Sunday, April 15, 2012

Improv at the Zoo


Improv Everywhere -- Carousel Horse Race
There is a group in NYC called Improv Everywhere they describe themselves as “a New York City-based prank collective that causes scenes of chaos and joy in public places”. The best way to understand what they do is to just watch them in action. Their "missions" range from the very simple “High Five Escalator”, to the massive “No Pants Subway Ride 2012” (note as you might guess the video features pantless people in their underwear) which had tens of thousands of people in 59 cities and 27 countries participating, to musicals like “Mall Santa Musical” and “I Love Lunch! The Musical” which was featured on the Today Show, to the participatory “Say Something Nice” done in conjunction with the Guggenheim, and hundreds of other missions.

The thing I love about all of these videos is watching the "audience" reactions; they aren’t sure what to make of them, some people just ignore it like it’s not happening, but most of the people are smiling and truly laughing by the end. The key is the unexpected nature of the scene, the reason the high five was fun was because of the setup and because it was out of place. If you were at a play and saw any of the musical numbers they did you probably wouldn’t of been that impressed, but take them out of context and put them in a mall or store and they become something special. Those things just don't happen in the middle of peoples' “real”, so when they do it's a special treat.

What does this have to do with Zoos, Aquariums and Museums (ZAMs)? I’m glad you asked! What if a ZAM staged some scenes like these? How would that change their visitors’ experience? How many people would the visitor tell about the experience? Watching the videos how many people have cameras and phones out to take pictures and videos? If you saw something like that how many people would you tell? Would the visitors be more likely to come back again? If done well not only would the ZAM improve the experience for those who actually see the scene, but would also create some buzz and word of mouth marketing.

The great thing is being unexpected un-advertised events things can start small. They don't even have to be "scenes" just fun and unexpected. The Santa Cruz Museum of Art & History has two fun brightly painted chairs in it's elevator which are some of the most commented items in the museum as they are so unexpected. It could be a little parade of some of the education animals around the grounds.

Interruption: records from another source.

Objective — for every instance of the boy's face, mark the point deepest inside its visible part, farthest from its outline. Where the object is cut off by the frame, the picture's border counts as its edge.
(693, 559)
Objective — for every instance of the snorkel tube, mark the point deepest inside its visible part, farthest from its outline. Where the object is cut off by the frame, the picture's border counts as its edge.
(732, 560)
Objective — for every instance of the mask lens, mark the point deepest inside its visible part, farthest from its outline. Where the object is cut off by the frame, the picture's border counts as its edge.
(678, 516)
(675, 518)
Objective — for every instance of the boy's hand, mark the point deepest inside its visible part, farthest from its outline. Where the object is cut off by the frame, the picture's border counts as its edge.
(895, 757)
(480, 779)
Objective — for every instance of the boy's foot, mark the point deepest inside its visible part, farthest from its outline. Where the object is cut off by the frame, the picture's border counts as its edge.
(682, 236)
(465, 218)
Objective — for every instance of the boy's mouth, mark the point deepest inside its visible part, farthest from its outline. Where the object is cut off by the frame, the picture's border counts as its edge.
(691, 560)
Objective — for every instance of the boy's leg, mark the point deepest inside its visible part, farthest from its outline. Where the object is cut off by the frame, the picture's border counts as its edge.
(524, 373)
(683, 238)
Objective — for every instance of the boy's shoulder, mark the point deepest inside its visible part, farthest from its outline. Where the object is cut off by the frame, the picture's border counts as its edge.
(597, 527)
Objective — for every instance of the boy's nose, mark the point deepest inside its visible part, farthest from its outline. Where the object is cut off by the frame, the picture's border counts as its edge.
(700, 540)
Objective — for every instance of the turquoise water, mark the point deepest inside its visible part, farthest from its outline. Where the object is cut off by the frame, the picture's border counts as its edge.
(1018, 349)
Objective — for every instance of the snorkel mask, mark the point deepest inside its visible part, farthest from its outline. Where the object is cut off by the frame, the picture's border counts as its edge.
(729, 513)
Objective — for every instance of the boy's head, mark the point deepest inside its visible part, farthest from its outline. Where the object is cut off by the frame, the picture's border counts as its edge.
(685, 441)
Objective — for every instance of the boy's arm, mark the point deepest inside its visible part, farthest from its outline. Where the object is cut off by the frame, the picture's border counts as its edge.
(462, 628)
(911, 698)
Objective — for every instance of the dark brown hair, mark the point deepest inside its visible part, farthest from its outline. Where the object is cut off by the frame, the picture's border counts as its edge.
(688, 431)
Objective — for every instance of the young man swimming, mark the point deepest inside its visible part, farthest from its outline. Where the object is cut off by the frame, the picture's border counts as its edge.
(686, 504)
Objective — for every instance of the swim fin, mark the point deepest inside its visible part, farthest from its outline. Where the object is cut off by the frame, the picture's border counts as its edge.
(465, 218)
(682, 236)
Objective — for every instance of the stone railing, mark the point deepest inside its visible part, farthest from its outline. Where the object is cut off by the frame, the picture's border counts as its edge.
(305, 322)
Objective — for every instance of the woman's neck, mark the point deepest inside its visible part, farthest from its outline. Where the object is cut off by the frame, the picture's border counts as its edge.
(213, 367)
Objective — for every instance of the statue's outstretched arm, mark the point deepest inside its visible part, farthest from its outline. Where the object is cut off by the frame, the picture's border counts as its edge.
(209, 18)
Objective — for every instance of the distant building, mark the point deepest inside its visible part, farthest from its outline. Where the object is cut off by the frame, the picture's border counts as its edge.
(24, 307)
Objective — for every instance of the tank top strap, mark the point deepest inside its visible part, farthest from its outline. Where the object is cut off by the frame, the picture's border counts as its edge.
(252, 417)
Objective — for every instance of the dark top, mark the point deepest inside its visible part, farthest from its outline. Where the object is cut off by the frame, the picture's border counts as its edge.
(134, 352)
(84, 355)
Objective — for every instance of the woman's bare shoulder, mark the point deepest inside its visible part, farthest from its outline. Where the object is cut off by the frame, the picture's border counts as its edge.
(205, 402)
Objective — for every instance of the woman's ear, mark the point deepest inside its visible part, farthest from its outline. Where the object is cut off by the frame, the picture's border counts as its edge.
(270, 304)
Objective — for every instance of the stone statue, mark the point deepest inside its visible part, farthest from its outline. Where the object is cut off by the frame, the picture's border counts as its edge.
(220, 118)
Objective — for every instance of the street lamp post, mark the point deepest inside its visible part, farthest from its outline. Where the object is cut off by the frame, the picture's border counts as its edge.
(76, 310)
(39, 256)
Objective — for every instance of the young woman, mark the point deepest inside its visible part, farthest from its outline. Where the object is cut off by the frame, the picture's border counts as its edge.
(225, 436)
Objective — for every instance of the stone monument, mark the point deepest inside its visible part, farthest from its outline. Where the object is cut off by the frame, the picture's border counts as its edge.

There could be people in character (naturalist, researchers, scientists, keepers, etc.) that are wandering around the Zoo or Aquarium interacting with the visitors in that character. Want to scale it up more, hire some theater majors from a local college to put on and stage different events? If there is an enclosure that is not used part of the day put on a quick musical piece with the “keepers” (in this case actors dressed as keepers) in cleaning the enclosure and then they break out in a musical about everyone’s favorite zoo topic “poop”. At an aquarium what if there are multiple divers in a tank cleaning and or feeding and they do a 30 second synchronized swimming routine in the middle? Recent studies have shown that most people visiting ZAMs are doing so to spend time with the people they are attending with, so get the visitors involved in the “scene” ask some families and groups if they'd like to participate in staging a scene and help create a memorable family experience.

There are of course down sides, besides the time and expense, if you do too many of the improv items or do the same ones too often they will lose their unexpected nature and thereby a lot of the appeal. Or, if somebody comes to the ZAM expecting a “scene” and they don’t see one they could be disappointed. Having a variety of scenes and activities to keep them fresh and unique could minify those drawbacks and as mentioned above not everything even needs to be a "scene".

I’ll leave you with one more Improv Everywhere for your viewing pleasure “Star Wars Subway Ride” for the geek in all of us (or at least in me).